And if you don't want to or feel comfortable call the service department for their guidance but I suspect it will be very much the lines of these experienced users here. Just remember to be safe. Really strange things can happen with power. I once came home and turned on the light in the laundry room to have the light dim and a clock radio which was turned off come on. The oven wouldn't heat but appeared to be on but not warming much. Turns out that when the privacy fence was installed several years earlier the underground feed to the meter base was nicked ever so slightly and had corroded over time to where it was barely capable of carrying electricity. 

Only one side of the panel was being fed and back feeding to the other. But I could take a meter and read 240 volts coming in as long as it wasn't under a load. Put a load on it and it dropped to 120V. In my career as a HVAC tech I've seen some really strange electrical issue, both low and high voltage. The obvious signs are a blessing trust me. Smoke, smell, sound, and so on can be clues but when none of those are present it usually means opening it up and investigation is needed. Of if you've really wanted to get a new router and was looking for a good reason......maybe it's a sign.


----------



## sunnybob (Apr 3, 2015)

"tried plugging directly into wall"...... do you mean you had it on an extension lead?

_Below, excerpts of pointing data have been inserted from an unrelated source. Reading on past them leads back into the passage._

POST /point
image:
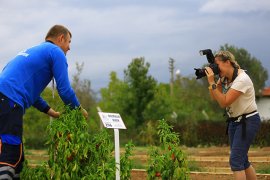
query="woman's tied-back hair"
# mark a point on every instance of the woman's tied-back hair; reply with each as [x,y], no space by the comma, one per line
[56,31]
[226,55]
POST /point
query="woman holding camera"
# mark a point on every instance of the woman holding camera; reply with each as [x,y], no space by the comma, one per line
[234,91]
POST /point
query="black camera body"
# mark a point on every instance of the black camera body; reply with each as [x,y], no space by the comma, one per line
[211,60]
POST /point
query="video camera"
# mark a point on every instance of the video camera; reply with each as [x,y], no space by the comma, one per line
[211,59]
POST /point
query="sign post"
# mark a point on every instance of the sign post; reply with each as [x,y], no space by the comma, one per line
[114,121]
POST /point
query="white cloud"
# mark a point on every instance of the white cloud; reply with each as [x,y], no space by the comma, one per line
[235,6]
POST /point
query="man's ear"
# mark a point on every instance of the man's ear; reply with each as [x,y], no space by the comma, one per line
[61,38]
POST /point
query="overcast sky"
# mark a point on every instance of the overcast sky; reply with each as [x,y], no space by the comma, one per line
[108,34]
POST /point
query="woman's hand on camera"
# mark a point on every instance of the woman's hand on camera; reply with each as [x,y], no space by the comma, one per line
[210,75]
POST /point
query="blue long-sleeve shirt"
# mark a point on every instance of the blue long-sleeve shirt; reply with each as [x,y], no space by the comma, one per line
[27,75]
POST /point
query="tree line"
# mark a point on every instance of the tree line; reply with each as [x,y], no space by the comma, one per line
[141,100]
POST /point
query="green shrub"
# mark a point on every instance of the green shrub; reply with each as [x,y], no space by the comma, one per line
[74,153]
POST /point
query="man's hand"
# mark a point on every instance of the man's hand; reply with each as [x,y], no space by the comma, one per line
[53,113]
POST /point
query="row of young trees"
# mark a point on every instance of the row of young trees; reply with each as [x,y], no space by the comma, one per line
[140,98]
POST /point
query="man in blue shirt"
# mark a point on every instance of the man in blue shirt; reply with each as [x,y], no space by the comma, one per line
[21,83]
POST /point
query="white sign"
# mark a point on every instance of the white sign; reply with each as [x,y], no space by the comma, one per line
[112,120]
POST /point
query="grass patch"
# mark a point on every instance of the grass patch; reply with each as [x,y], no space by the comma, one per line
[193,166]
[263,169]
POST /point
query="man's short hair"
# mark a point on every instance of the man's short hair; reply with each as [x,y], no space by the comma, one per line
[56,31]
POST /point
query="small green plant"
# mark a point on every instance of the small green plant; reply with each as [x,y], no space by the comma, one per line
[126,162]
[74,153]
[167,162]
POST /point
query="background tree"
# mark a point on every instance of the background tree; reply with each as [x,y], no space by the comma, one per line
[83,90]
[141,87]
[254,68]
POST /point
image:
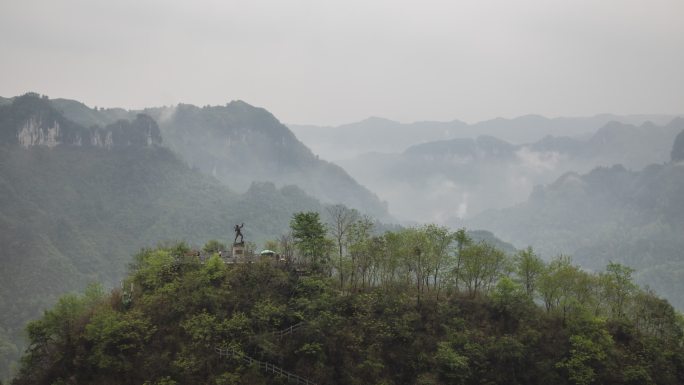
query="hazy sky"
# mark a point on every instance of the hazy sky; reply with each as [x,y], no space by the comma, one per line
[331,62]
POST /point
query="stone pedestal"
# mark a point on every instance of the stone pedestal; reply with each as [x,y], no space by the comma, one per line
[239,252]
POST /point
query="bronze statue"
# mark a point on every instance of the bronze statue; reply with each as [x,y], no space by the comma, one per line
[238,233]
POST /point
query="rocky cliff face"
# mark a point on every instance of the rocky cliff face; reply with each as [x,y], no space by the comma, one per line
[677,154]
[31,121]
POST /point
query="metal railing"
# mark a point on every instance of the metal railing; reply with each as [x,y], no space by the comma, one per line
[265,366]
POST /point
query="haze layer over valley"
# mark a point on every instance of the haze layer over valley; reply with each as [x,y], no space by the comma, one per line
[471,168]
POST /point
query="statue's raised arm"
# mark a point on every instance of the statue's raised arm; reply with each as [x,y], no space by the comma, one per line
[238,233]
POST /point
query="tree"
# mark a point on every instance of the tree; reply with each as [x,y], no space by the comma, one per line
[528,267]
[309,237]
[481,265]
[439,241]
[213,246]
[341,218]
[619,287]
[462,241]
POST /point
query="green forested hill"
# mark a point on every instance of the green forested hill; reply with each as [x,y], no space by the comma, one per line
[71,214]
[166,325]
[609,214]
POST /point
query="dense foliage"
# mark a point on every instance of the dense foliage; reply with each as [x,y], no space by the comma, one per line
[72,214]
[422,305]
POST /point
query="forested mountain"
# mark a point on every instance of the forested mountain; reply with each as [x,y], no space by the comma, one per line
[76,202]
[181,321]
[608,214]
[240,144]
[457,178]
[386,136]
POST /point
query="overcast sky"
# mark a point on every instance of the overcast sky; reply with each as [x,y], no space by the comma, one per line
[332,62]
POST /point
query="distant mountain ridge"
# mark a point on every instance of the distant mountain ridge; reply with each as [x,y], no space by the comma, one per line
[387,136]
[31,121]
[458,178]
[73,211]
[608,214]
[239,144]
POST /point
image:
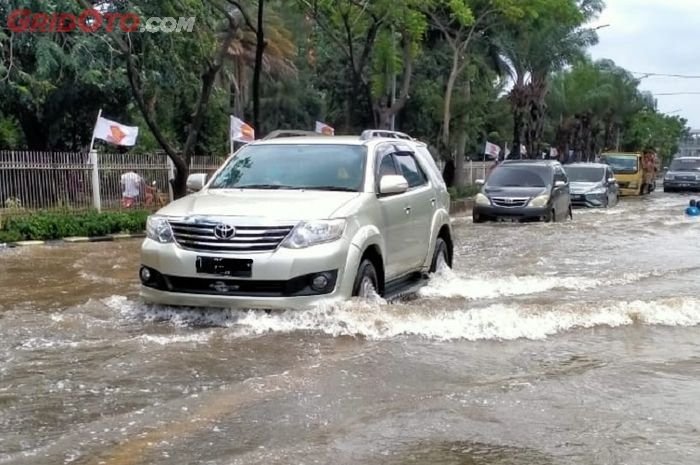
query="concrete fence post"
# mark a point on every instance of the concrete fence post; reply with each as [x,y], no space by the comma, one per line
[96,198]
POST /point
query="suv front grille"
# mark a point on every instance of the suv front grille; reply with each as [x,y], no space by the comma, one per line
[510,202]
[200,236]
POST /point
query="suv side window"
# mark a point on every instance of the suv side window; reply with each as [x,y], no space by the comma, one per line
[410,169]
[559,175]
[386,166]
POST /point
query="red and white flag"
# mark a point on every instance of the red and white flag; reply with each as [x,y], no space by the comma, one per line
[492,149]
[241,131]
[115,133]
[323,128]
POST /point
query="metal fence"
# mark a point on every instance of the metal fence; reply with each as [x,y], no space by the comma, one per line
[81,181]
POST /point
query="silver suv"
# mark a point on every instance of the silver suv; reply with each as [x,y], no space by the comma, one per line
[289,221]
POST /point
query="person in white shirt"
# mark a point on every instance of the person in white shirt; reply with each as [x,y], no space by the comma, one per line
[131,183]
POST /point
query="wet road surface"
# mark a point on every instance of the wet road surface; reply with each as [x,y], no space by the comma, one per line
[573,343]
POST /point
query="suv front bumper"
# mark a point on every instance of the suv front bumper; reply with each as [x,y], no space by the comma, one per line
[495,213]
[279,280]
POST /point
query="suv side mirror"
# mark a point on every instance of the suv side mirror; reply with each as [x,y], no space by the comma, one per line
[195,182]
[393,184]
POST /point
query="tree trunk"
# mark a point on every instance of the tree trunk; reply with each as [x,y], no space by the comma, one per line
[462,138]
[447,109]
[257,71]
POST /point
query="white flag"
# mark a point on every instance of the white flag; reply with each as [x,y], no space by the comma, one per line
[115,133]
[241,131]
[323,128]
[492,149]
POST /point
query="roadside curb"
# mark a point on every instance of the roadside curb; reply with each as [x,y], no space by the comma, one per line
[461,207]
[74,240]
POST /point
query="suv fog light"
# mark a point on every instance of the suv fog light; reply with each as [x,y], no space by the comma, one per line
[320,282]
[145,274]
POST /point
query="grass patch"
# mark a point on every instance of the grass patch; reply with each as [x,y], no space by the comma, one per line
[45,226]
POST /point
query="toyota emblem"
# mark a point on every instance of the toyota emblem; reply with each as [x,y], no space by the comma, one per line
[224,231]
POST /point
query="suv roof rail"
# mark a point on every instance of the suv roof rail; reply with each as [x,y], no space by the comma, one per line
[370,133]
[290,133]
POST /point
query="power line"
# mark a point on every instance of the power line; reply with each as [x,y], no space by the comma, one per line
[676,93]
[679,76]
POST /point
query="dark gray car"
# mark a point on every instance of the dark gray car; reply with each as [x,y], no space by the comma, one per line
[592,185]
[683,175]
[521,190]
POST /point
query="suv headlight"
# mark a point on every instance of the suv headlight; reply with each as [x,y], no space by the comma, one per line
[539,201]
[310,233]
[597,191]
[158,229]
[481,199]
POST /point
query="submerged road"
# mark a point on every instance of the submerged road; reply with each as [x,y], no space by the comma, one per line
[574,343]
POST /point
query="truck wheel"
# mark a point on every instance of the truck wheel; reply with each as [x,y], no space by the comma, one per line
[366,281]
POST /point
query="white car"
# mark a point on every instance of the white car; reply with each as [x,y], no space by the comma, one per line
[288,222]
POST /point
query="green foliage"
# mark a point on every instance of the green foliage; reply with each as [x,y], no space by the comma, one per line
[57,225]
[464,192]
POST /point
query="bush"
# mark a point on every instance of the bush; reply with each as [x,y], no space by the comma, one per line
[464,192]
[54,225]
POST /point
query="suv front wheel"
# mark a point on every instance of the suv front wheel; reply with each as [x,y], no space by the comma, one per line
[366,282]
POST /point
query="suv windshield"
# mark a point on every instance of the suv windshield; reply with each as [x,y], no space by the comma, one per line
[520,176]
[294,166]
[585,174]
[685,164]
[621,163]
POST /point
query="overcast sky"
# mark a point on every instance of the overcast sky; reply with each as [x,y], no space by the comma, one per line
[656,36]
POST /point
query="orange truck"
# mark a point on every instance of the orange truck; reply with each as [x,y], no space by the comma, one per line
[635,172]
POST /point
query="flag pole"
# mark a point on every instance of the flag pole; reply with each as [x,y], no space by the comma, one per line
[92,142]
[230,134]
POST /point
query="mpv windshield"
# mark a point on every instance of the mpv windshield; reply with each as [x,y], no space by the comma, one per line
[520,176]
[585,174]
[685,164]
[622,163]
[294,166]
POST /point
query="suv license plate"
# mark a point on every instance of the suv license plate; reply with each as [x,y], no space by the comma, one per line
[242,268]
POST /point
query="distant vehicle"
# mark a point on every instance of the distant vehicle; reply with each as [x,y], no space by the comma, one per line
[634,176]
[287,222]
[524,190]
[592,185]
[683,175]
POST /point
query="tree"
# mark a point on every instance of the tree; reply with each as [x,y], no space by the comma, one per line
[534,48]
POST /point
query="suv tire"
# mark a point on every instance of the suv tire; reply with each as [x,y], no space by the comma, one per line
[365,280]
[440,256]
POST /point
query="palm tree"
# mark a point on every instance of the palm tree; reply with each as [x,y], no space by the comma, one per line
[531,51]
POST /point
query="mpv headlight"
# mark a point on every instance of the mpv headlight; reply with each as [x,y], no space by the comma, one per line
[481,199]
[158,229]
[540,201]
[315,232]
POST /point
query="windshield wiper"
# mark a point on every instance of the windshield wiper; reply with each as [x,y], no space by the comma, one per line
[327,188]
[264,186]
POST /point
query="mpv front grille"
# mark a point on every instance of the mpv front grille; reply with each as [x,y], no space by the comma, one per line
[510,202]
[201,236]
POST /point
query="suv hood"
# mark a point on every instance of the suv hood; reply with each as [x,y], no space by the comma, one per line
[578,187]
[515,191]
[277,204]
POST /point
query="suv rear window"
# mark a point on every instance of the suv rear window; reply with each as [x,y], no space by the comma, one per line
[520,176]
[295,166]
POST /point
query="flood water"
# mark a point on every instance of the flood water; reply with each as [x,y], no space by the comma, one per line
[573,343]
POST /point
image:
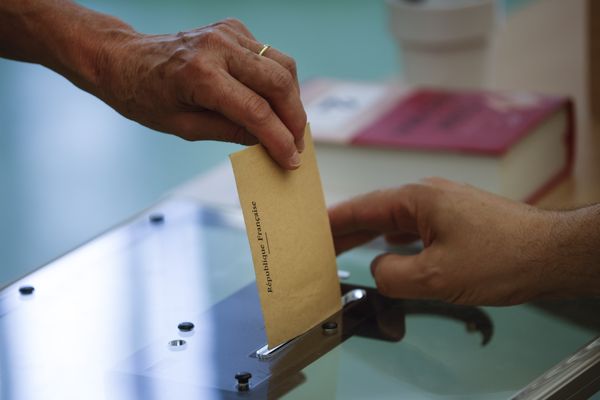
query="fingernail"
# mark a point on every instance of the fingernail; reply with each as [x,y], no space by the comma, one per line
[300,145]
[373,268]
[295,160]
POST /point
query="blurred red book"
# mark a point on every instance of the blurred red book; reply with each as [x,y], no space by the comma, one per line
[370,136]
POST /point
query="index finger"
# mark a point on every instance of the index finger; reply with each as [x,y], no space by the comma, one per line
[383,211]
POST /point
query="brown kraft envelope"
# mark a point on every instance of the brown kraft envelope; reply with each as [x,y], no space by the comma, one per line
[290,239]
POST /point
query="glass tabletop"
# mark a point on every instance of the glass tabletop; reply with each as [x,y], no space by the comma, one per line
[103,320]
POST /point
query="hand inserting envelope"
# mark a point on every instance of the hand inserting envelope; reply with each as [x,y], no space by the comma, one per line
[290,239]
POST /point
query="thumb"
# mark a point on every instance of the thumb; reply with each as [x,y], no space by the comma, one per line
[401,276]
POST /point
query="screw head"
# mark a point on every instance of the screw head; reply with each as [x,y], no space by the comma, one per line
[329,328]
[243,377]
[156,218]
[185,326]
[26,290]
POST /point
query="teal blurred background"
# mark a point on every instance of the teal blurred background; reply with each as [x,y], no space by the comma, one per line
[71,167]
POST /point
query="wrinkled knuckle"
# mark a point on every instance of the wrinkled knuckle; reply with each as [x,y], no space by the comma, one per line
[433,280]
[290,64]
[257,109]
[234,23]
[241,136]
[212,38]
[282,81]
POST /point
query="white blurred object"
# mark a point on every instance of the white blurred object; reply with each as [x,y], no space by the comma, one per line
[444,42]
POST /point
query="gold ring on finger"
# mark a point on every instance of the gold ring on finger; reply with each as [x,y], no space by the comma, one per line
[264,49]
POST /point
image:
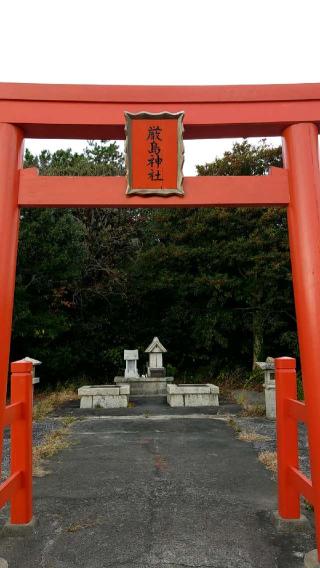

Plug it into a completely different socket, preferably in another room. If it doesnt work, then youre sure its the machine. If it does work, dump the extension lead and reset the breaker for that room / socket.

I assume you are in USA? does the machine have a fused plug? If so, change the fuse.
After that, read as per above.


----------



## MEBCWD (Jan 14, 2012)

Welcome to the Router Forums Mark. I think everyone covered the things I would check. Hopefully it is an easy fix but it might be a good time to look for another router for hand held use that could double in the router table when needed.


----------



## mweinstock (Jul 5, 2020)

Thanks for all the welcomes and suggestions! I wanted to circle back and let you all know the issue is resolved, and without resorting to buying a new router.

I had tried the, um, physical approach, banging on the side a few times but no luck. The outlet and extension cord work ok. I use them with other tools with no issues. So it was definitely something in the tool itself. Based on the diagrams Roxanne posted (thanks!), I disassembled the router and saw that one of the brushes had popped out of its hold down. I popped it back in and everything is working ok now. I'll probably take it apart again and do something to keep the brush in place since I'm using it upside down in the router table more frequently.

Finding this forum has been great!


----------